Extrêmement contraignant, ce traitement consiste à "tracter" la verge au moins trois heures par jour durant six mois. "On pose un système d’extension du pénis qui permet de tirer sur la verge. Le but étant d’obtenir une extension qui permettra une micro-dilacération des zones de fibroses", précise Antoine Faix.

Les ondes de choc à basse intensité

Ces ondes de choc pourraient avoir un intérêt pour stabiliser la maladie et diminuer la douleur. "Le résultat est plus aléatoire sur la déformation", ajoute l’urologue-andrologue.

La chirurgie

En fonction des cas, les chirurgiens ont recours à trois techniques pouvant être parfois associées. Ces interventions traitent les déformations du pénis ou les troubles de l’érection. Une intervention chirurgicale n’aura lieu qu’une fois la maladie stabilisée.

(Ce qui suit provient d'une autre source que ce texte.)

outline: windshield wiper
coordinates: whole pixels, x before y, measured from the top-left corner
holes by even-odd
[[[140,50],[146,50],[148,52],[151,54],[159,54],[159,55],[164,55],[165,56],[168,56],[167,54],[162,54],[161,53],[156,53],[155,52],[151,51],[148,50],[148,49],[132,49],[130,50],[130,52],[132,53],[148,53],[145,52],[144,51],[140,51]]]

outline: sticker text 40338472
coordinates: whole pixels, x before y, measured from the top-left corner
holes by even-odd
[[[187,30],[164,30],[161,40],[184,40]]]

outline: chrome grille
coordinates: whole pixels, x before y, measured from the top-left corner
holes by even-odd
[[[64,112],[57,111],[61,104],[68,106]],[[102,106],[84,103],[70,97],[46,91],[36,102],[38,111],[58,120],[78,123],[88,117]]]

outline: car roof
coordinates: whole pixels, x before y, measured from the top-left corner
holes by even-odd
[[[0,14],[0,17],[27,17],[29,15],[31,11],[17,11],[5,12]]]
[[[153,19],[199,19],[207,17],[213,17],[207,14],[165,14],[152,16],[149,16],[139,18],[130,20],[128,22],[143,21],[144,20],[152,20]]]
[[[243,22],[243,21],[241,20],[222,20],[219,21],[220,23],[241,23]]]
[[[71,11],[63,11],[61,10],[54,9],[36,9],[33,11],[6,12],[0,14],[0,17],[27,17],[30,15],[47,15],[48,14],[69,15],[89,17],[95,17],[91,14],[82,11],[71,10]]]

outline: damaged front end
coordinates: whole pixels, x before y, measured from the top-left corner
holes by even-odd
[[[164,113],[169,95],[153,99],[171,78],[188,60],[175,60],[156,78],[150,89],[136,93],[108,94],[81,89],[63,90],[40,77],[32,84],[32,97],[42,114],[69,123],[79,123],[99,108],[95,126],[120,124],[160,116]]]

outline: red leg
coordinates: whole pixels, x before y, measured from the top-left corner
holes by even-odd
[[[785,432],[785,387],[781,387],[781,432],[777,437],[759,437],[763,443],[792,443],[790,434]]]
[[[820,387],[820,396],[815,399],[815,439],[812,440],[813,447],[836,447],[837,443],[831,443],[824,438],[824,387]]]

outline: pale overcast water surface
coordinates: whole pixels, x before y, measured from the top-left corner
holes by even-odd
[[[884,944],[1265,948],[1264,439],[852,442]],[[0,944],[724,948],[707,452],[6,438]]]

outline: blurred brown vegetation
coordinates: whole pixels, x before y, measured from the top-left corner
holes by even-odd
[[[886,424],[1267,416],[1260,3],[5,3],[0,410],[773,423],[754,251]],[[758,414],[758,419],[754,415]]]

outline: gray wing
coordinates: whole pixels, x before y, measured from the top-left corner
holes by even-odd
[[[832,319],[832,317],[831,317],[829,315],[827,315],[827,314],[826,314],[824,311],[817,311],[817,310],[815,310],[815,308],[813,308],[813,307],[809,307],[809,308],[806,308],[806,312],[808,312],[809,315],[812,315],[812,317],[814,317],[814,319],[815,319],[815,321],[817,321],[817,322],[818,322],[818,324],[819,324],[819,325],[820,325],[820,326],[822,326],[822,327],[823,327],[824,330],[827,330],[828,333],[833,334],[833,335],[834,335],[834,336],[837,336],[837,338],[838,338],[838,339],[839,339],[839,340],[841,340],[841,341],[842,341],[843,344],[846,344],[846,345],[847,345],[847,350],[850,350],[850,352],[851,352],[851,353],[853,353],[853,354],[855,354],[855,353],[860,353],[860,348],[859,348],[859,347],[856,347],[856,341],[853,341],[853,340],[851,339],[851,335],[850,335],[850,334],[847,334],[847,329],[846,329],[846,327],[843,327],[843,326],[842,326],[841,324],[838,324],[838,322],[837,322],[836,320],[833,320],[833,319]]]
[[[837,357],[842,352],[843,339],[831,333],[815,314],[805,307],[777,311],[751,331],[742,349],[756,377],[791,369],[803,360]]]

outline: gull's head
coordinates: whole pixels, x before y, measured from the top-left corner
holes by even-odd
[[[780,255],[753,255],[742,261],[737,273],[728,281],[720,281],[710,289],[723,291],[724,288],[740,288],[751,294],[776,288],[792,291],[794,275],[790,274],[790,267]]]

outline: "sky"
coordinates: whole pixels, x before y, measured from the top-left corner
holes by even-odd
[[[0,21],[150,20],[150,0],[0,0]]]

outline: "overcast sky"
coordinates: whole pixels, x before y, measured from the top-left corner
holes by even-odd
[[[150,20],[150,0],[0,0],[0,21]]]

Selon notre expert, l’opération doit avoir lieu au moins un an après la survenue de la maladie et au moins six moins sans évolution des symptômes. "L’intervention ne permettra pas aux patients de retrouver la verge telle qu’elle était avant", précise-t-il. Les gains de l’opération seront fonctionnels mais l’anatomie de l’appareil génital du patient aura changé. La chirurgie s’adresse avant tout aux patients invalidés dans leur vie sexuelle par la maladie de Lapeyronie.

Comment être bien suivi ?

La réponse du Dr Antoine Faix : 

"Il est important de consulter un urologue spécialisé, capable de bien expliquer l’ensemble des options et traitements à disposition du patient. Il existe tout un arsenal, parfois avec des résultats limités c’est vrai, mais il faut pouvoir le proposer aux patients. Si aucun traitement ne guérit, plusieurs solutions peuvent toutefois améliorer la vie du patient. L’urologue doit être en mesure de présenter toutes ces options. Il est donc important de s’adresser à un urologue spécialisé en andrologie, spécialiste de l’appareil génital masculin, pour traiter au mieux cette maladie".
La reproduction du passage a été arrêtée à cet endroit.